Bagi pelari, pemilihan perlengkapan audio sangat personal. Prioritas utama penulis, misalnya, adalah kenyamanan dan keamanan pas saat berlari, yang membuatnya setia pada desain wraparound seperti Shokz OpenRun. Keunggulan mendengarkan mode open-ear atau bone-conduction adalah kemampuan mendengar lingkungan sekitar, seperti lalu lintas dan pesepeda, yang dianggap lebih penting daripada kualitas audio musik. Namun, kompromi yang harus diterima adalah kualitas suara yang kurang optimal di area bising.
Setelah mencoba berbagai opsi ANC namun selalu menemukan kekurangan pada kenyamanan, pas, atau keamanan, penulis akhirnya menemukan kecocokan pada JLab JBuds Sport ANC 4. Earbud ini dibanderol dengan harga yang terjangkau, yaitu $69.99, menjadikannya pilihan yang ekonomis di kelasnya. Keunggulan lainnya mencakup daya tahan baterai lebih dari 60 jam total pemutaran dan ketahanan terhadap keringat dengan rating IP66.
Desain over-the-ear hooks yang fleksibel memastikan pas yang aman selama aktivitas fisik. Kotak pengisi daya juga dirancang dengan baik, dilengkapi kabel USB-C bawaan dan dukungan pengisian daya nirkabel. Penulis menguji earbud ini di Williamsburg Bridge, salah satu area paling bising dan berangin, di mana headphone open-ear Shokz OpenRun Pro 2 miliknya seringkali tenggelam oleh kebisingan. JBuds Sport ANC 4 berhasil mengatasi tantangan tersebut, memungkinkan pendengaran musik yang jelas sambil tetap sadar akan lingkungan sekitar, tanpa mengorbankan kenyamanan pas yang krusial saat berlari.
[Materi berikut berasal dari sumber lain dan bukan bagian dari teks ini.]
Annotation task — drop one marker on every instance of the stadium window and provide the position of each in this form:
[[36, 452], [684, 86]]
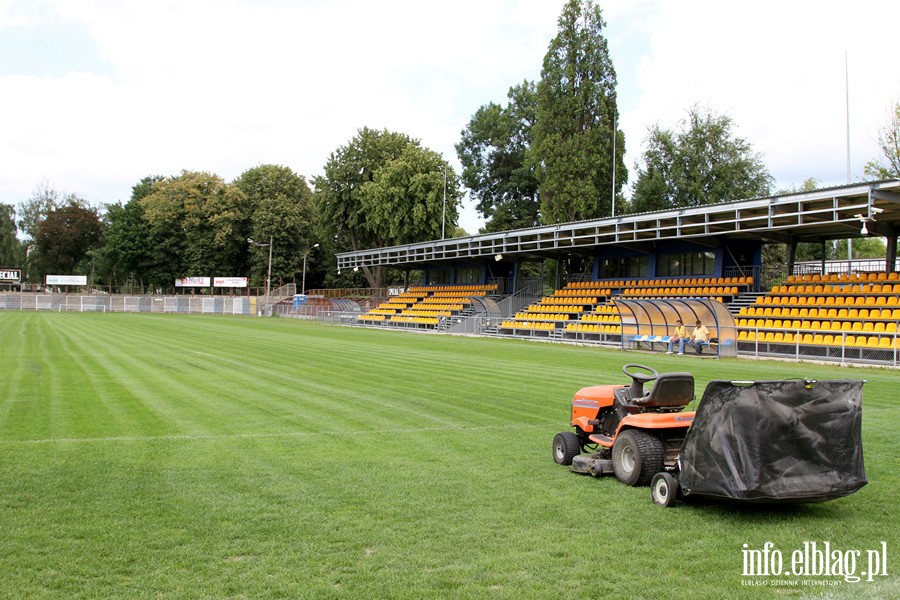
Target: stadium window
[[628, 267], [468, 275], [687, 264]]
Setelah lebih dari 30 mil pengujian, earbud ini terbukti tidak bergeser sama sekali. Meskipun pas bersifat subjektif, JBuds Sport ANC 4 berhasil menyamai tingkat keamanan pas yang ditawarkan oleh desain wraparound. Kontrol sentuh pada earbud ini cukup inovatif, dengan dua permukaan sentuh terpisah: satu di bagian luar dan satu di pengait telinga, yang mendukung gerakan swipe. Pengguna dapat mengatur kontrol tunggal, ganda, tiga kali ketuk, tekan lama, dan swipe untuk berbagai fungsi, yang semuanya dapat disesuaikan lebih lanjut melalui aplikasi JLab, termasuk pengaturan kontrol independen per earbud, peralihan preset EQ, aktivasi asisten suara, atau kontrol timer latihan.
Mode ‘Be Aware’ atau transparansi pada JBuds Sport ANC 4 berfungsi baik untuk percakapan singkat, namun kualitasnya tidak luar biasa. Mode ini memperkuat suara ambient namun kesulitan dengan frekuensi tinggi dan menimbulkan desisan yang membuat suara percakapan dan lalu lintas terdengar sedikit sintetis. Penting untuk dicatat bahwa ini adalah peningkatan untuk pengalaman mendengarkan saat berlari, bukan peningkatan kualitas audio hi-fi.
Secara keseluruhan, JLab JBuds Sport ANC 4 direkomendasikan bagi pelari yang sebelumnya menggunakan setup open-ear atau bone-conduction dan menghadapi masalah kebisingan kota yang mengganggu. Earbud ini menawarkan tingkat peredaman bising yang cukup untuk membuat rute lari yang bising menjadi lebih nyaman, pas yang aman untuk latihan intens, dan harga yang bersahabat di kantong.